Now we will use Excel’s FREQUENCY command to distribute thousands of Webpage Response times. Fear not! Just see the attached excel sheet showing how we came up with the following frequency distribution chart:

_The following is optional reading material._

#ExcelArrayFormula #ExcelStatistics #CatchpointUser #KeynoteUser #GomezUser #FrequencyDistribution

## 2012-May-03

### Half Full or Half Empty? Choosing a Statistical Calculation

Response:

Hello! This was written 2012-MAY-03 at 12:27 PM ET.

Question: In your life as a Keynote or Catchpoint user, suppose you have a day’s worth of website response time performance data. Should you average using the Arithmetic Mean or the Geometric Mean?

Answer: Assume you want to use a central-tendency calculation like a mean (we’ll talk about percentiles in another post). Since the Geometric Mean will result in a lower value than the Arithmetic Mean, you might say the Geometric Mean is an “optimistic calculation” where the Arithmetic Mean is a “pessimistic calculation”. See the below going from raw data to line chart, then decide for yourself when to use either of the two calculations.
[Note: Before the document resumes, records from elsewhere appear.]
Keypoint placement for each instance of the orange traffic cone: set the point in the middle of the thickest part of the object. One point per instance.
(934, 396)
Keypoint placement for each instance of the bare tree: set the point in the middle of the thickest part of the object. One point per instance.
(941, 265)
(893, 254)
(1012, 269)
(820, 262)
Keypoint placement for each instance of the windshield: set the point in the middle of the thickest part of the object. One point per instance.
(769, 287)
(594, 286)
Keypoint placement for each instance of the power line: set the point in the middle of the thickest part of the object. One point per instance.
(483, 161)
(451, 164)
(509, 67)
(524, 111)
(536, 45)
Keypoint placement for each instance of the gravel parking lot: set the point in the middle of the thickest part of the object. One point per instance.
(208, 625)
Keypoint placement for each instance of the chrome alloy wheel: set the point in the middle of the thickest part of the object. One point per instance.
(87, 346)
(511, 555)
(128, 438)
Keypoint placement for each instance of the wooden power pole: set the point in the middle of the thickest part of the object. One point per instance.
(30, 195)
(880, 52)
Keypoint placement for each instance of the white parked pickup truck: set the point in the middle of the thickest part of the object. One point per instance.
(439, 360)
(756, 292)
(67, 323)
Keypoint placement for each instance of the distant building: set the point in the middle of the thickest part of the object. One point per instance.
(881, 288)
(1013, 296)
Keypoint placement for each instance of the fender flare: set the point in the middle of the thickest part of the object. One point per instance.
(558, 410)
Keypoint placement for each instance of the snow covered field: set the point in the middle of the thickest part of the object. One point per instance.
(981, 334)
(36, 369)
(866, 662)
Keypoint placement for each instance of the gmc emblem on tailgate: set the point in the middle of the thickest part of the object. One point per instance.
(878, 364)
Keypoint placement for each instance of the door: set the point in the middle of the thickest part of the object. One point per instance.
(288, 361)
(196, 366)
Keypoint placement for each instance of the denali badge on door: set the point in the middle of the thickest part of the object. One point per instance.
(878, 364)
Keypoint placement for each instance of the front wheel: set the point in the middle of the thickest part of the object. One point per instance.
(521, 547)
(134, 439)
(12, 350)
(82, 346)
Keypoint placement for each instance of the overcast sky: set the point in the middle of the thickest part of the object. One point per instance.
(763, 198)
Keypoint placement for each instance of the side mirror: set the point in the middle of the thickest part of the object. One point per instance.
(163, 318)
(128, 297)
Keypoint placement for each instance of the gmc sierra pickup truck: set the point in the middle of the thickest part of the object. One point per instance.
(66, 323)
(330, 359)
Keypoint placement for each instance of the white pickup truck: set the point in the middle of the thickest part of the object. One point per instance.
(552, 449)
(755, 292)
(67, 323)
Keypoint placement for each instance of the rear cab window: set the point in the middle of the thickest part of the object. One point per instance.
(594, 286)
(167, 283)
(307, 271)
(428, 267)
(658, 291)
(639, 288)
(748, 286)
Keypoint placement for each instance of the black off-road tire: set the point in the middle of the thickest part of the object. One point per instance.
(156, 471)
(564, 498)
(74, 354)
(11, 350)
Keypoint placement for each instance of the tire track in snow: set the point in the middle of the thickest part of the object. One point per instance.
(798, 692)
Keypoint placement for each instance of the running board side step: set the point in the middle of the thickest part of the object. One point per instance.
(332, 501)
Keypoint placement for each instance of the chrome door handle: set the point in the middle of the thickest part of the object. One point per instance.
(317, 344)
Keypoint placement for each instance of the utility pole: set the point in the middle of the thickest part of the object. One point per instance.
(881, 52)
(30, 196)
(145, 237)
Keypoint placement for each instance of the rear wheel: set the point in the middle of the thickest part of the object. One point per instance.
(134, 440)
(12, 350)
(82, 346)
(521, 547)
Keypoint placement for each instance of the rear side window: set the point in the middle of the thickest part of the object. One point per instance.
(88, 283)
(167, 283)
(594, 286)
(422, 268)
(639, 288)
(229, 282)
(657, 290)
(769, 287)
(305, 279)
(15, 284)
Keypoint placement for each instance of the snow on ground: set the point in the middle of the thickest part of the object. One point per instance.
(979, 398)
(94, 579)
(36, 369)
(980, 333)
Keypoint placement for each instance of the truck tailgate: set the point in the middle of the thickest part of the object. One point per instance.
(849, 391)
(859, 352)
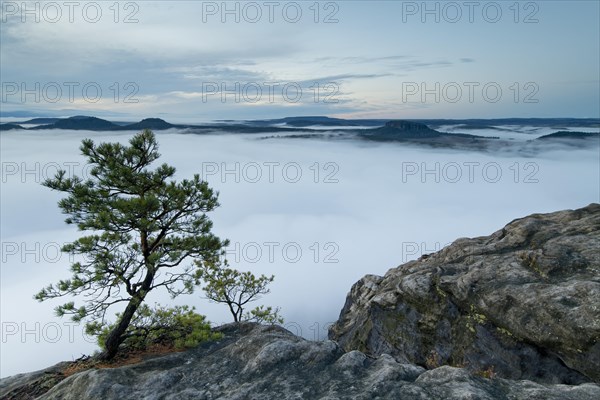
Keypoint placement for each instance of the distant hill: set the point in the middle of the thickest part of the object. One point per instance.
(318, 120)
(150, 123)
(570, 135)
(81, 123)
(402, 130)
(8, 127)
(40, 121)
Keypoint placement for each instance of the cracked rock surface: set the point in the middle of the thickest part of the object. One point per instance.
(523, 302)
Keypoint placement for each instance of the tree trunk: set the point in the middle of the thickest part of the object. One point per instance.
(116, 336)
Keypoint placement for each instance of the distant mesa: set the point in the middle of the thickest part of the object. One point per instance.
(151, 123)
(570, 135)
(9, 127)
(407, 130)
(81, 123)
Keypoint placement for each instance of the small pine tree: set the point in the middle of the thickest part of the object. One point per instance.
(142, 226)
(236, 289)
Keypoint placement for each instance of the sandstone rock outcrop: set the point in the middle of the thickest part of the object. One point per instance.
(270, 363)
(523, 302)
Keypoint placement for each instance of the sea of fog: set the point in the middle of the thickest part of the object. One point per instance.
(317, 214)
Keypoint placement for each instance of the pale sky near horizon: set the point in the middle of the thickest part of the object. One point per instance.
(184, 60)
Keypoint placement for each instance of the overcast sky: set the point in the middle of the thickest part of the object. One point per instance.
(381, 59)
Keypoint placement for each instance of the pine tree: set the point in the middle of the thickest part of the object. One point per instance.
(144, 229)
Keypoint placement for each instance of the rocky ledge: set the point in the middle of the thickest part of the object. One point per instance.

First, the below scatter plot shows a day’s worth of website response time data. In this case, there are about 2,880 total data, or about 120 per each respective 24 hours in a day. Notice the single spurious outlier in the 03:00 AM hour.

Second, the above scatter plot is then transformed into the below line graph. The blue line calculates the data using the Arithmetic Mean and the red line calculates the same set of data using the Geometric Mean. The single spurious outlier in the 03:00 AM hour caused a “spike” to appear in the line graph.

Fair warning, the perceived impact (a.k.a. “The Spike”) will depend on how many data are being averaged. The point remains the same, though: The Arithmetic Mean is more subject to skew from spurious outliers than the Geometric Mean. So, depending on your situation, you may want to choose one or the other (or both to see the delta, which is another powerful way to analyze).